Meirson’s concept—heroes representing their people in battle—has literary antecedents. Hector and Achilles, David and Goliath are the most well known. In the biblical contest between the young Judean shepherd and the Philistine giant, the latter loses the contest and his head, presaging a wider Israelite victory. In the 1930s African American Joe Louis and German Max Schmeling represented two opposing political ideologies when they fought in the ring. The fighters, however, became lifelong friends.

Soccer’s potential as an impetus for conflict was seen most clearly in the 1969 Soccer War, battles between El Salvador and Honduras that resulted in more than 2,000 deaths. Though the violence was rooted in long-simmering economic enmity, a series of three heated World Cup qualifying matches provided the trigger. Sometimes sports replace military battles as during the 1914 Christmas truce when German and British soldiers laid down their arms and played soccer amicably. Unfortunately, the next day they resumed slaughtering each other.

The book’s scenario reflects the importance that sports, and especially soccer, have held for Israelis and Palestinians and the way that individual and national events and aspirations have been shaped by the round ball and its mystique.
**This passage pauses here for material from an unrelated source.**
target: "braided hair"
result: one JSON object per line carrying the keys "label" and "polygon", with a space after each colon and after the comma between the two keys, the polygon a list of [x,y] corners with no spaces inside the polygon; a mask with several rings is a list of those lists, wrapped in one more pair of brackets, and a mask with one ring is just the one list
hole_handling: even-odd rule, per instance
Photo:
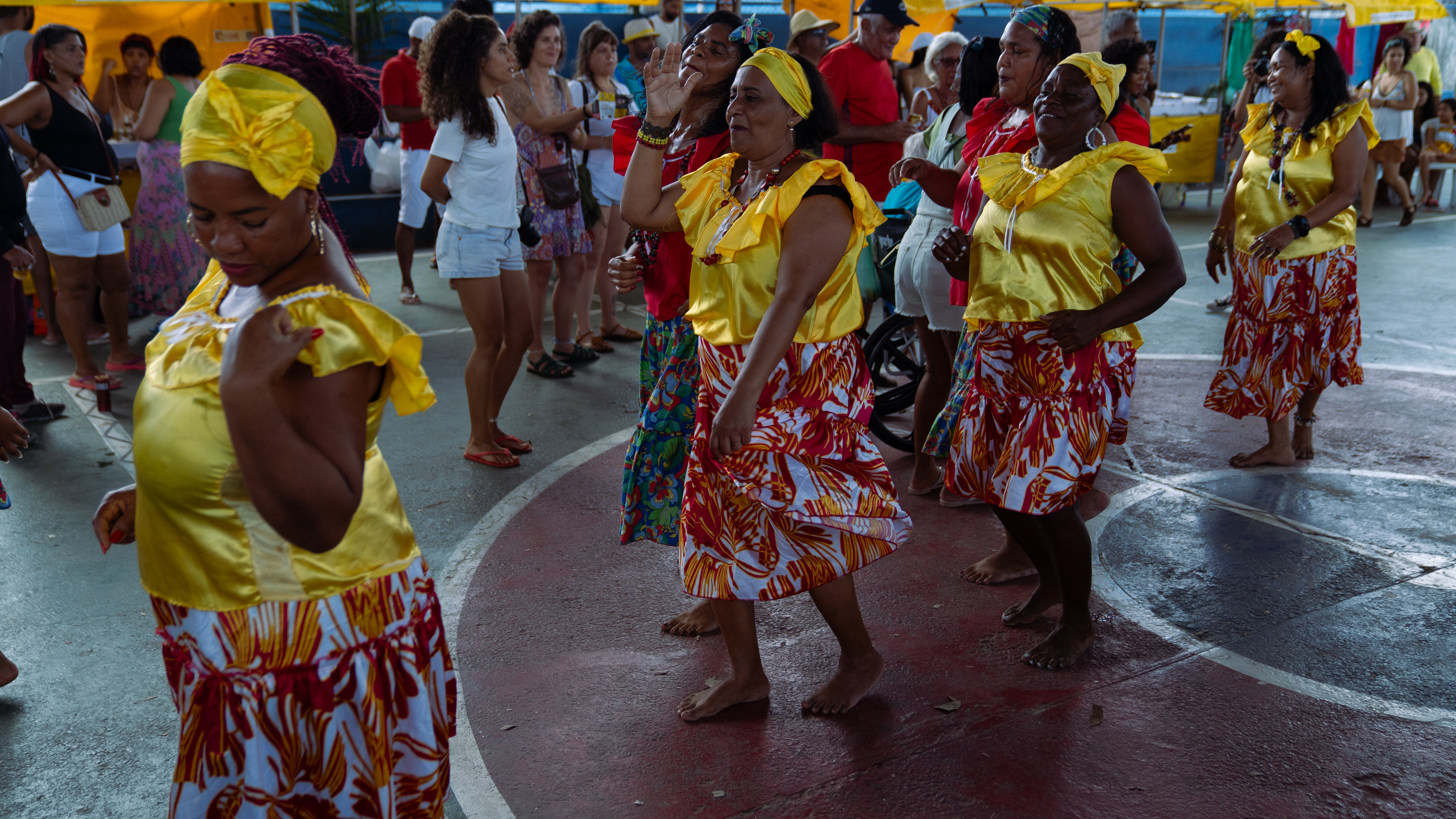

These intersections have been expressed in a variety of literary works and films, and unlike the premise of Meirson’s novel, sometimes these creations portray soccer as a positive force. Films include Israeli director Eran Riklis’s Cup Final, which imagines an Israel Defense Forces soldier captured by Palestinian fighters during the 1982 Lebanon War and the friendship that develops thanks to the shared support of the Italian World Cup team. Football’s potential was also articulated by Palestinian physician and PLO leader Issam Sartawi, who, in his meetings in the 1970s with Israeli peace activists, spoke of a day when his son would play soccer with Israeli children.

As a child, Meirson played the game daily with his mates until darkness fell and recorded broadcasts of Israeli Premier League games, adding his own descriptions. In high school, he focused on theater but, two days before the final project, asked to be released so that he could attend an important game. The department head suggested that Meirson choose between theater and soccer. “Thirty minutes after this conversation, I was already in line to buy tickets at the stadium. There are millions of people in this world who like me lead completely normal lives, but who have in their head a small ‘bug’ that reminds them and those around them that they are just children.”

Meirson’s journalistic writings center on sports and politics. Recent columns analyzed the electoral collapse of the Zionist left, lambasted the surrender of Tel Aviv mayor Ron Huldai to the powers of the market and sympathized with the problems faced by Avi Nimni, the coach of Meirson’s favorite soccer team, the troubled Maccabi Tel Aviv. “I am aware of course that these topics are not equal in importance,” Meirson says, “but I wrote the texts with similar passion.”

While soccer is ever present in his life, contacts with Palestinians are limited.